It would be hard to ignore the discussion that’s been going on for some time now around whether ‘natural’ products are better for you and the environment. Generally they cost more and advertising would have you believe this is justified because they are ‘clearly better’ in every way, but what does natural really mean?
Does it mean: organic, of plant origin, unprocessed, green, not synthetic, safer, fresher?
The Oxford Dictionary defines ‘Natural’ as:
Existing in or derived from nature; not made or caused by humankind:
‘carrots contain a natural antiseptic’
‘natural disasters such as earthquakes’
- 1.1 Having had a minimum of processing or preservative treatment:
‘our nutritional products are completely natural’………..
To read more of this entry click on the link https://en.oxforddictionaries.com/definition/natural
Natural compounds can be toxic
People tend to forget that plants eg poison ivy, types of mushrooms etc., and other naturally occurring compounds eg uranium, sugar etc., can also be toxic or processed into forms you wouldn’t want to ingest or smear on your face for fear of poisoning ones self or initiating an allergic reaction.

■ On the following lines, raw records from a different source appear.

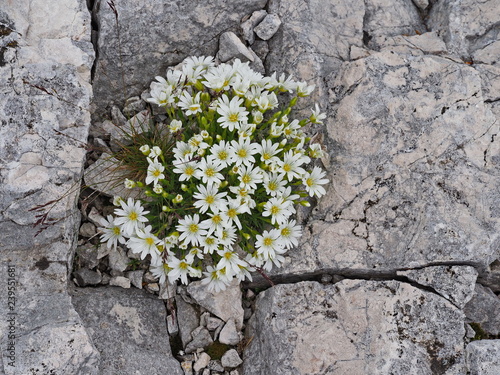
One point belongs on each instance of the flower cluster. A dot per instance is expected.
(220, 199)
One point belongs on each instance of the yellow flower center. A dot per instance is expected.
(268, 241)
(232, 213)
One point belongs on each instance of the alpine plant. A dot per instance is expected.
(219, 198)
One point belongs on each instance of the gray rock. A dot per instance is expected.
(187, 319)
(215, 365)
(87, 230)
(225, 304)
(201, 339)
(484, 309)
(455, 283)
(248, 25)
(483, 357)
(354, 325)
(133, 105)
(120, 281)
(86, 256)
(117, 259)
(135, 278)
(213, 323)
(128, 328)
(113, 182)
(41, 160)
(193, 30)
(230, 335)
(122, 135)
(266, 29)
(466, 26)
(306, 49)
(230, 46)
(172, 327)
(383, 18)
(86, 277)
(202, 362)
(409, 183)
(231, 359)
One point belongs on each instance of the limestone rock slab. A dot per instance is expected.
(130, 60)
(313, 38)
(128, 328)
(455, 283)
(466, 26)
(483, 357)
(354, 327)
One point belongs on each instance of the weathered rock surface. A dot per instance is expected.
(484, 309)
(410, 181)
(128, 328)
(129, 60)
(45, 92)
(455, 283)
(313, 39)
(225, 304)
(466, 26)
(356, 327)
(483, 357)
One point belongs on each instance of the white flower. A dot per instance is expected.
(155, 171)
(180, 268)
(145, 243)
(155, 152)
(131, 216)
(190, 229)
(290, 233)
(229, 260)
(186, 168)
(209, 171)
(175, 126)
(215, 223)
(223, 153)
(269, 243)
(267, 150)
(313, 181)
(274, 183)
(208, 197)
(112, 233)
(129, 184)
(278, 209)
(190, 105)
(232, 115)
(244, 151)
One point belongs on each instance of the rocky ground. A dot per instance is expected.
(398, 268)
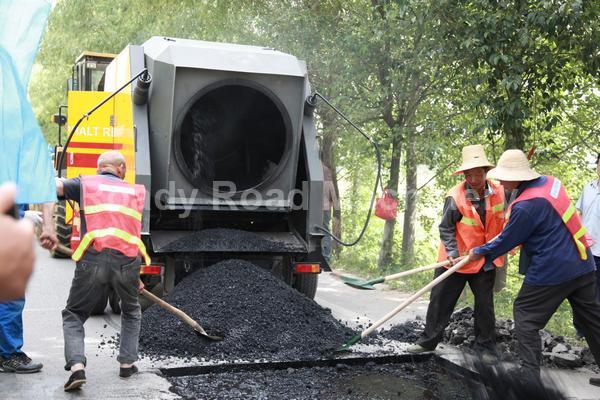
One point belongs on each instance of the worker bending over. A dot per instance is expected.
(108, 255)
(473, 214)
(555, 258)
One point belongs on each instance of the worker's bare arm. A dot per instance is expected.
(16, 249)
(60, 187)
(48, 238)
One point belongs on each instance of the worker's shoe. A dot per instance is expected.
(76, 380)
(19, 363)
(595, 380)
(127, 372)
(417, 349)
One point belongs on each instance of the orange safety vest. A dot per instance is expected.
(470, 231)
(554, 192)
(113, 216)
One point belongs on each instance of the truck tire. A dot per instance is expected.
(114, 301)
(63, 230)
(306, 284)
(100, 305)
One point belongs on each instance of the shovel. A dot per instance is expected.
(355, 339)
(173, 310)
(368, 284)
(180, 314)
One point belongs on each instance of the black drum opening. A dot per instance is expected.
(233, 133)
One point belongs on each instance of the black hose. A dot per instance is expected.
(87, 114)
(312, 101)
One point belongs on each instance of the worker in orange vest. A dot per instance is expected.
(108, 255)
(473, 214)
(558, 263)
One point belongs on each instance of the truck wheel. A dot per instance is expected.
(114, 301)
(100, 305)
(63, 230)
(306, 284)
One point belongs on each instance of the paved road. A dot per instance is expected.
(47, 294)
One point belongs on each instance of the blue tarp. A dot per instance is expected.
(24, 157)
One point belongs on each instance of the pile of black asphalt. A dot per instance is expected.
(228, 240)
(557, 351)
(418, 381)
(259, 317)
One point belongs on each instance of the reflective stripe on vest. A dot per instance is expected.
(99, 233)
(115, 208)
(554, 192)
(470, 230)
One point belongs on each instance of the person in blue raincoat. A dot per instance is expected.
(25, 159)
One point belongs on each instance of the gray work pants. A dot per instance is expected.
(94, 273)
(534, 306)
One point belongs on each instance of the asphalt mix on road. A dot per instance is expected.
(265, 321)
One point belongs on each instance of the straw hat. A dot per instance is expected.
(513, 166)
(473, 157)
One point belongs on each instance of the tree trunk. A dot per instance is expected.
(387, 243)
(410, 211)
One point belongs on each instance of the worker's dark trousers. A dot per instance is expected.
(94, 273)
(535, 305)
(443, 300)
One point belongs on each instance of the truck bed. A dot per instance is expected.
(227, 241)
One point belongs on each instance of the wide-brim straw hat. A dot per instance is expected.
(513, 166)
(473, 157)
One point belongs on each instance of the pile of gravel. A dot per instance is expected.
(259, 316)
(226, 240)
(422, 381)
(556, 351)
(408, 331)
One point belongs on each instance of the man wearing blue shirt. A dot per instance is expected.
(555, 257)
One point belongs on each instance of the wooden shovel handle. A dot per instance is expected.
(173, 310)
(419, 269)
(415, 296)
(64, 249)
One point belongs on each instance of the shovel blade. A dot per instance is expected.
(365, 285)
(346, 346)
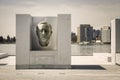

There are also issues of renewability and sustainability with natural compounds. Some naturally occurring compounds eg petroleum, whales, are finite in supply and of course the use of animals for the development and testing of cosmetics that always been questionable. This has meant that cosmetic companies have had to develop alternative formulations and establish new methods for testing the safety of their products for human use.
Given that man-made/synthetic compounds will be available in unlimited supply (in theory) and no animals are harmed or in danger of becoming extinct as a consequence of their production, why are these compounds viewed less favorably?
- There’s the perception that man-made versions of natural compounds are not as effective/potent.
- The components tend to be called chemicals, a term which has negative connotations for many people, i.e. chemical is equivalent to toxic.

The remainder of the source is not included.